One thing’s for certain: George Clarke could never complain of being bored in his job.
The architect gets to meet people from all walks of life for this telly gem - which would be rewarding enough - but that he gets to indulge his life-long passion for property developing at the same time must mean he’s found his dream job.
Of course the people taking on these massive projects in The Restoration Man are pretty darn thankful to have him on board - after all, these are difficult times for the property market.
But for Clarke, from the age of 12, there was never any doubt that architecture would be his career. That he had two grandfathers in the building trade must have increased even further the chances that he would be steered in that direction.

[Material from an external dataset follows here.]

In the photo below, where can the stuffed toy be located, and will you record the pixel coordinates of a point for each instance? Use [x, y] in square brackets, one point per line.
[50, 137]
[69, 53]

After graduating at Newcastle University with an Architectural Studies degree and previously supporting himself by renovating people’s homes in his spare time, Clarke went on to join renowned architect Sir Terry Farrell on jobs in London and Hong Kong.

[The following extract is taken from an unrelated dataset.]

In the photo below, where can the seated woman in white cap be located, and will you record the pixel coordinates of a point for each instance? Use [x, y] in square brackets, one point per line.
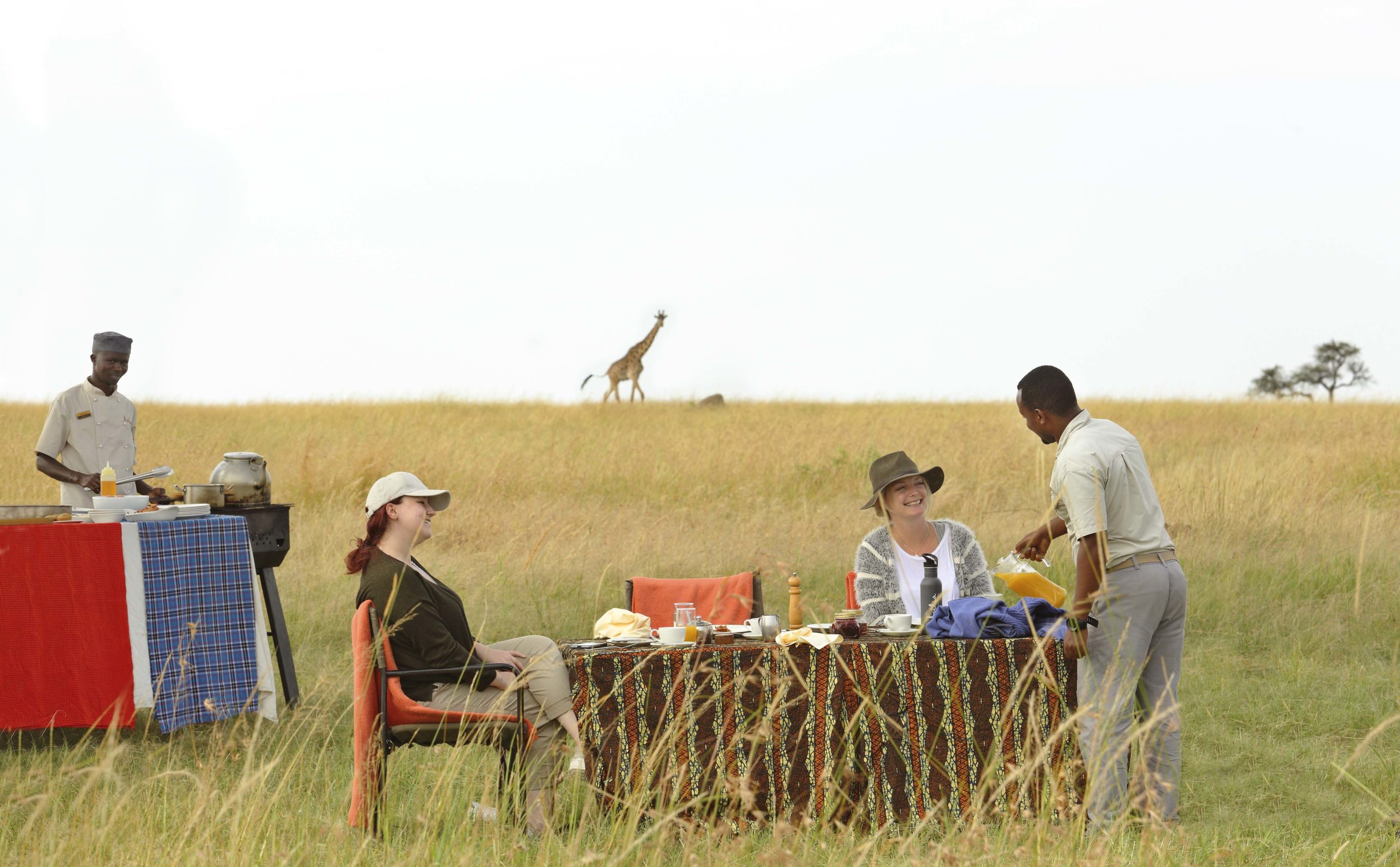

He formed his own company in 1998 and could count the likes of Simon Fuller and Jamie Oliver on his client list.
But his career in television was to come about completely by chance, after he approached a literary agency, little realising it also represented TV presenters - and those in the know thought him a perfect fit for Channel 5’s Build a New Life in the Country.

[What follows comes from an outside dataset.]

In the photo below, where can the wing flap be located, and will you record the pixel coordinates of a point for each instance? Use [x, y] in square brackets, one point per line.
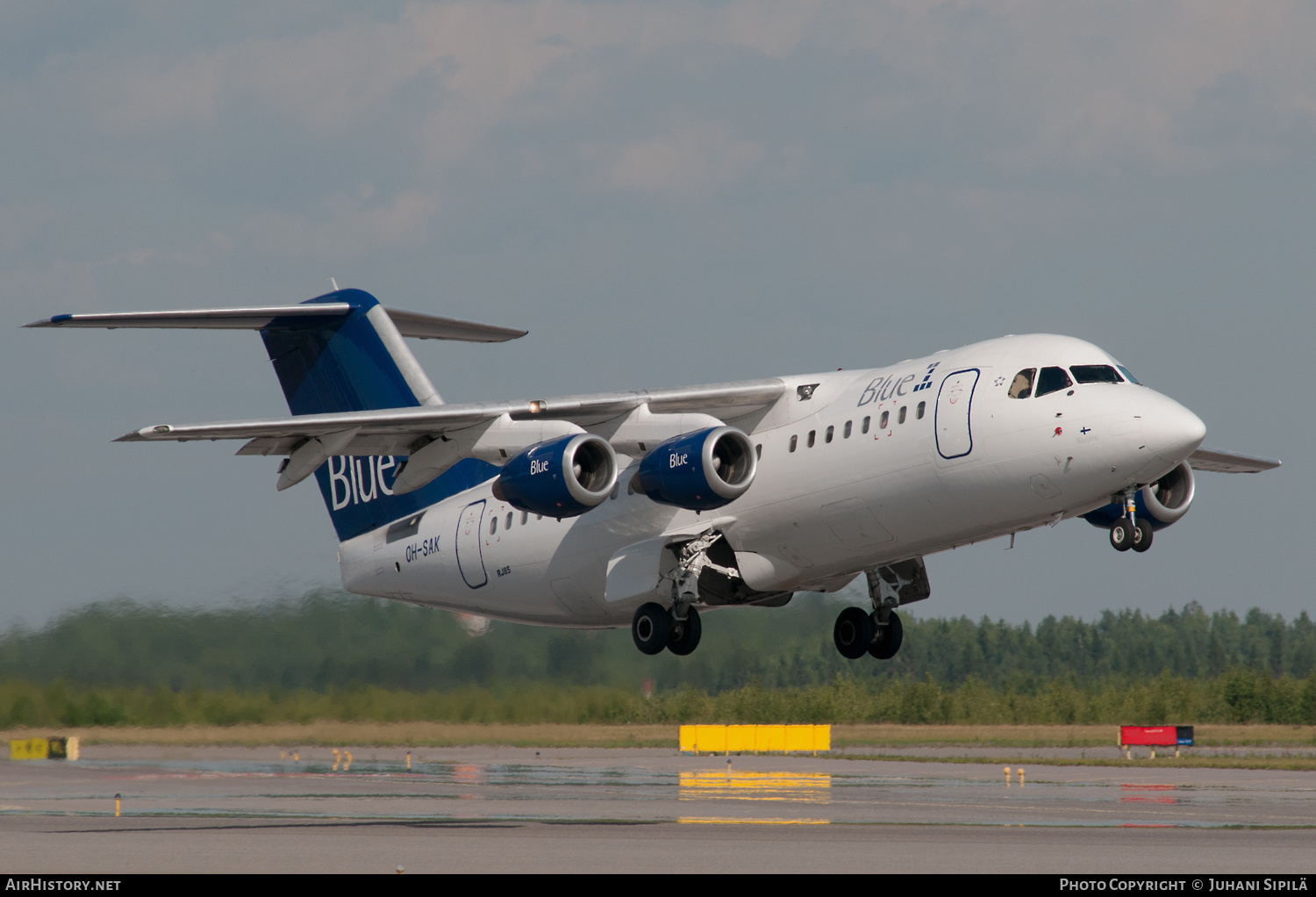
[1218, 462]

Five years later, and Clarke would become The Restoration Man, and something of a fairy godmother to those whose property development dreams had turned a bit stale.
“I get my hands dirty on the show and along the way, hope to inspire people to forego the usual beige boxes we all seem to be living in and go for something more unusual instead,” he explains.
“I’m passionate about architecture and all over the country there are beautiful buildings with real soul that need to be saved. I’m not interested in creating living museums. The challenge is to give these historic buildings a modern twist and drag them into the 21st century.”
And so on with the show, and this week, he meets fellow architect Neil Worrell and his partner Jackie Robinson, who are making a rather big commitment. They’re now going to cement their relationship, not with something as simple as a champagne toast, but by purchasing an unused church in the picturesque fishing town of Brixham in Devon. But they’ve never lived together before and their building enterprise is no small task.
While you cannot fault their enthusiasm in the beginning, the project, rather than bringing them closer together as they’d hoped, takes on a life of its own and pushes them to their limits after it becomes the ultimate restoration test.
Luckily, George steps in to add his own design expertise in an attempt to re-inspire the couple and help them realise their dream.